When Pelosi met Benedict in 2009, the Vatican released a statement saying the pope spoke to her about the "requirement of the natural moral law and the Church’s consistent teaching on the dignity of human life from conception to natural death which enjoin all Catholics." Biden also met Benedict in 2011, but the details of their conversation were not released.

Biden and Pelosi could abstain from communion at the installation Mass. The vice president's press office did not reply to question about whether he plans to receive communion. A Pelosi spokesman also did not respond.

Both leaders have been loudly criticized by U.S. church leaders for their abortion positions and Biden has been banned from receiving communion in a some dioceses. In October, Bishop Michael Sheridan of Colorado Springs, Colo., said Biden would not receive communion if he went to Mass in his diocese during the presidential campaign.
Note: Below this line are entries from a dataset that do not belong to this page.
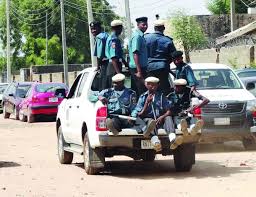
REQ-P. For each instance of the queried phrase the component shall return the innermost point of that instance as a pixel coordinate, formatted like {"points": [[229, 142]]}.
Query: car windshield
{"points": [[247, 74], [217, 79], [22, 90], [2, 88], [49, 87]]}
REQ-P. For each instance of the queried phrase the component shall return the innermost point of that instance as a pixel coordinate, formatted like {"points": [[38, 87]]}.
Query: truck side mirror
{"points": [[60, 92], [250, 86]]}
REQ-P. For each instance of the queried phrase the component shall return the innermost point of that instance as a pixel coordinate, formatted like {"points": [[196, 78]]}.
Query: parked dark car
{"points": [[250, 84], [246, 72], [12, 97]]}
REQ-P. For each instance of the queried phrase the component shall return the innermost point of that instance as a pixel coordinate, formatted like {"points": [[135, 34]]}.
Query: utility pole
{"points": [[90, 19], [232, 15], [8, 46], [64, 47], [46, 38], [128, 19]]}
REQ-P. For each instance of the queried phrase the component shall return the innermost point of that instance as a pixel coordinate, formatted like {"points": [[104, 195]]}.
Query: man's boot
{"points": [[197, 127], [149, 128], [184, 127], [156, 143], [175, 141], [111, 127]]}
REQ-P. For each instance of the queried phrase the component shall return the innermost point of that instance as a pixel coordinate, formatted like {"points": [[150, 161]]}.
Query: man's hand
{"points": [[160, 120], [103, 100], [139, 75], [149, 98]]}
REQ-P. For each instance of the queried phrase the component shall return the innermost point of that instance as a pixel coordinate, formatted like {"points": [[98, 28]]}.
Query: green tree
{"points": [[223, 6], [187, 32]]}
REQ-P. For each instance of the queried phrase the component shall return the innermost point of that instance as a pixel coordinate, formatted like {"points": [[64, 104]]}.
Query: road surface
{"points": [[29, 167]]}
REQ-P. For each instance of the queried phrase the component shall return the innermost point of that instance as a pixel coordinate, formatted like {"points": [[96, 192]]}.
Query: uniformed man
{"points": [[114, 51], [138, 56], [153, 111], [160, 49], [183, 70], [182, 105], [120, 101], [99, 52]]}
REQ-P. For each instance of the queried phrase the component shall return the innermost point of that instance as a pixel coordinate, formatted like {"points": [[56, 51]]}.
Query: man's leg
{"points": [[175, 140], [114, 125]]}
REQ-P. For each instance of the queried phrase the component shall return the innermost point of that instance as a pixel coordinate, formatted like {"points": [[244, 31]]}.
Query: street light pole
{"points": [[232, 15], [64, 47], [90, 19], [8, 46]]}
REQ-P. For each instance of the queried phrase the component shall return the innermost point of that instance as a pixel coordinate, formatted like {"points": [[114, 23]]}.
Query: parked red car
{"points": [[42, 99]]}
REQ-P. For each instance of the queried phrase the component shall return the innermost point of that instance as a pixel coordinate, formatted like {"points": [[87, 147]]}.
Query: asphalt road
{"points": [[29, 167]]}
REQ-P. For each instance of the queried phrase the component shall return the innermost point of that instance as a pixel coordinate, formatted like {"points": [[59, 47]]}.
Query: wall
{"points": [[237, 55], [215, 26]]}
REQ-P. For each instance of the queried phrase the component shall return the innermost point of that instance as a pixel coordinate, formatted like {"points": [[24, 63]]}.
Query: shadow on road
{"points": [[8, 164], [165, 169]]}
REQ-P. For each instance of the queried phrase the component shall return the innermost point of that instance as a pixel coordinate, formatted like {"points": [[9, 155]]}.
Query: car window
{"points": [[74, 87], [22, 90], [49, 87], [217, 79], [81, 85], [247, 74], [11, 89]]}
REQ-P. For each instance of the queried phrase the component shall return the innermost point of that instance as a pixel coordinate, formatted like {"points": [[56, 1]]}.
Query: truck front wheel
{"points": [[184, 157], [94, 159]]}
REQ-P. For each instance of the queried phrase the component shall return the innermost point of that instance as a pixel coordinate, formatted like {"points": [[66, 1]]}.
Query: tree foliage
{"points": [[28, 30], [223, 6], [187, 32]]}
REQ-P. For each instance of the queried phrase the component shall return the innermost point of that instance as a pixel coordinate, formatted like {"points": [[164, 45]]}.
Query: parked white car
{"points": [[231, 113], [81, 128]]}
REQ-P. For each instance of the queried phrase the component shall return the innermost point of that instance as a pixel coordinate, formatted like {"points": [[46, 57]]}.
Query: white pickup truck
{"points": [[81, 128]]}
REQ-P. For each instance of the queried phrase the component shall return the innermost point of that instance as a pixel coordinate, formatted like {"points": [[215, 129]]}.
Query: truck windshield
{"points": [[217, 79]]}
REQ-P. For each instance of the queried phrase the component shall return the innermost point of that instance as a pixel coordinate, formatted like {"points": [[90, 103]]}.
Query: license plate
{"points": [[53, 100], [221, 121], [146, 144]]}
In an interview, Sheridan cited church Canon 915, which he described as saying "a Catholic politician who publicly espouses positions that are contrary, not just to any teachings of the Church, but to serious moral teachings, should not receive Holy Communion until they recant those positions publicly." During Biden's first vice presidential campaign in 2008, the former bishop of his hometown, Scranton, Pa., also said he would deny Biden communion.

But Cardinal Donald Wuerl of Washington, part of the conclave that elected Francis, has said he would offer Pelosi communion despite her views on abortion because he didn't believe communion should be used as a weapon. "We never -– the Church just didn't use Communion this way. It wasn't a part of the way we do things, and it wasn't a way we convinced Catholic politicians to appropriate the faith and live it and apply it; the challenge has always been to convince people," Wuerl said in a 2010 interview. His position would logically extend to Biden. The vice president's bishop, Francis Malooly of Wilmington, Del., has also said he would not deny communion to Biden.

There are 132 delegations that will attend the papal installation, which starts at 9:30 a.m. Roman time on Tuesday. The Vatican has prepared for large crowds, with some officials estimating that up to 1 million people may attend. On Monday, Vatican spokesman, the Rev. Thomas Rosica, said the church has not officially invited any foreign delegations, but "those who wish to come are welcome, no one is refused."

In addition to the White House delegation, the House of Representatives has sent a delegation that includes Reps. Chris Smith (R-N.J.), Sean Duffy (R-Wis.), Anna Eshoo (D-Calif.), Rosa DeLauro (D-Conn.), Jeff Fortenberry (R-Neb.), Ruben Hinojosa (D-Texas), Loretta Sanchez (D-Calif.), Jim Langevin (D-R.I.) and Daniel Lipinski (D-Ill.). House Chaplain Patrick Conroy, who like Francis is a Jesuit priest, will also join the group.

In a recent television interview, Archbishop of Hartford Henry Mansell suggested that DeLauro, a pro-abortion rights Catholic, also shouldn't ask to receive communion at the papal Mass, but indicated that he personally would not deny her communion. Politicians "should not go [to receive communion] if they support abortion," he said, but he added that he does not "make decisions at the altar rail. ... I don't examine their minds and conscience but we might speak about it later on."

The issue of of who should receive communion was less controversial during Benedict's installation Mass in 2005, when the White House delegation was largely made up anti-abortion Catholics. The delegation included then-Florida Gov. Jeb Bush, then-Maryland Lt. Gov. Michael Steele, Knights of Columbus CEO Carl Anderson; Frank Hanley, president emeritus of the International Union of Operating Engineers, and Helen Alvary, who was an associate professor of law at Catholic University of America.

UPDATE: March 19 -- The White House has confirmed that Biden and Pelosi received communion during the papal Mass.